西幕下2枚目の獅司(26=雷)が、4連勝で勝ち越しを決めた。他の力士の成績などにもよるが、来場所はウクライナ出身として初めて新十両に昇進する権利を得た。立ち合いから突いて出て、勇磨に1度は押し返された。さらに、引きに乗じて土俵際まで押し込まれる場面もあったが、193センチ、175キロの体格を生かした圧力で前進。最後は寄り切った。

取組後は「うれしいです! 来場所はたぶん、関取に上がります!」と、声を弾ませた。日本語はまだ、たどたどしいとはいえ、現在の調子も加味して、さらに白星を重ねることを確信したように話した。「緊張しました。(はたきは)1回だけあった。でも前に出て、最後はまわしを取って(勝って)うれしい」と続け、笑顔を見せた。

師匠の雷親方(元小結垣添)からは「前に出て、しっかりと立ち合いをすれば大丈夫」との言葉をもらっており、後押しになった。場内の声援も、他の幕下力士よりも明らかに大きく「うれしいです。ウクライナ出身だからかもしれないです」と、応援に感謝した。

左肘のテーピングについては「大丈夫」の後に「ちょっと心配」、さらに「痛くないです」と、二転三転した。ただ、終始笑顔で、取組の間は気にならない様子。無我夢中で取り続けている。
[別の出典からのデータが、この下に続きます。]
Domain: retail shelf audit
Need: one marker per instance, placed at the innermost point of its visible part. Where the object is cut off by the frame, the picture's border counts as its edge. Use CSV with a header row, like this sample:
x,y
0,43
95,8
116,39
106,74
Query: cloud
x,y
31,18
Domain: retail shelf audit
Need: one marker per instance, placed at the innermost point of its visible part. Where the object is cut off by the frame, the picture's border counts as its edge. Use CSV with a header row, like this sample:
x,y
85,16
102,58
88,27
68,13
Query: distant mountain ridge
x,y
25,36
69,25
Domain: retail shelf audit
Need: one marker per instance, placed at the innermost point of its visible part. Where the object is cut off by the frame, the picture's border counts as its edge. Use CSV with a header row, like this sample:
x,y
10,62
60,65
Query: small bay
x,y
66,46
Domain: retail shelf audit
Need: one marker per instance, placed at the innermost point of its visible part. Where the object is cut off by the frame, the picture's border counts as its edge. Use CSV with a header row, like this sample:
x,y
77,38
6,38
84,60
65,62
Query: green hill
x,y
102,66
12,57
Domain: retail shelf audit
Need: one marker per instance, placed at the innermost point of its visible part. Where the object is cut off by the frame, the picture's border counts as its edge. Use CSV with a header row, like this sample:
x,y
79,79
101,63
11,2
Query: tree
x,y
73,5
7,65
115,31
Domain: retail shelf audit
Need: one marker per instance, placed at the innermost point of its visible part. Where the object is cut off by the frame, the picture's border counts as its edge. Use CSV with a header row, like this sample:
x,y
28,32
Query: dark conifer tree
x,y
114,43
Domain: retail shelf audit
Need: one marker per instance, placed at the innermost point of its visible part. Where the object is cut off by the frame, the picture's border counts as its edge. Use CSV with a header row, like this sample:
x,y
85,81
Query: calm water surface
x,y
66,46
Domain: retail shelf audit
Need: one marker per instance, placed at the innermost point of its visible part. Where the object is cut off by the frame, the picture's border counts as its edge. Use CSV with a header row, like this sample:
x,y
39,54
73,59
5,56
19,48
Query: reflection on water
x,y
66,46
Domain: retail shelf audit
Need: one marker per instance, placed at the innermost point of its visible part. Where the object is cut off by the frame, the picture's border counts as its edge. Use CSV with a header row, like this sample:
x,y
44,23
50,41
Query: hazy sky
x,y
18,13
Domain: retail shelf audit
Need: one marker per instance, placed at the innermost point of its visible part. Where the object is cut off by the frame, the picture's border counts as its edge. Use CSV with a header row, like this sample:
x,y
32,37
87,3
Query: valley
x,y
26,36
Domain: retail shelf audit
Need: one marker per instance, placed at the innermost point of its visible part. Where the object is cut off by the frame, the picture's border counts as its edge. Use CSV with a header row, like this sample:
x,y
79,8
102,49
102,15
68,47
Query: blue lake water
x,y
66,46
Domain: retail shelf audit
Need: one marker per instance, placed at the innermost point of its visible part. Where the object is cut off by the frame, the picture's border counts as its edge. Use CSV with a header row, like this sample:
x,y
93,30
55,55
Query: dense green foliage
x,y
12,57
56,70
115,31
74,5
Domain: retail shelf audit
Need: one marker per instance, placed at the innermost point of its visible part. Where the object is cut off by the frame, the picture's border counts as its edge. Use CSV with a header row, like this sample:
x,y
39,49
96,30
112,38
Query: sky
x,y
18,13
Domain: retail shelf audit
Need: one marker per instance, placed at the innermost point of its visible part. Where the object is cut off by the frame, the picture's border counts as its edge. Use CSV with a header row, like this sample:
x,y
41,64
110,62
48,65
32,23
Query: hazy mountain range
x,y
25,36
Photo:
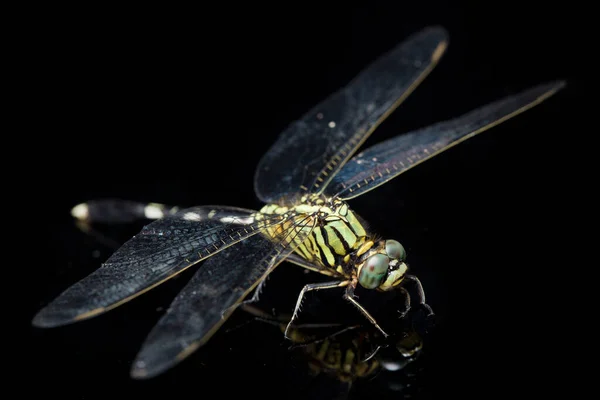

自身の取組動画は、母国に残る両親に送っている。勝ち越しに王手をかけた、三番相撲の動画も送り「おめでとう」と、両親からメッセージも届いた。両親の母国での生活について、電気や水道、ガスなどのインフラの状況は「大丈夫です」と、無事に生活を送っているという。ただ、この日、ウクライナのゼレンスキー大統領が来日することについては「ちょっと…。難しい話、ダメ」と、政治色が少しでも入るようなコメントは控えている。さまざまなものを背負いながら、日々、土俵に立っている。

今後、白星を重ねれば重ねるごとに、周囲の成績に関係なく、新十両昇進が近づく。「関取になりたい?」の質問には「なりたいです!」。「優勝したい?」の質問には「頑張ります!」。自身の活躍で、両親に、さらには母国に明るいニュースを届けるつもりだ。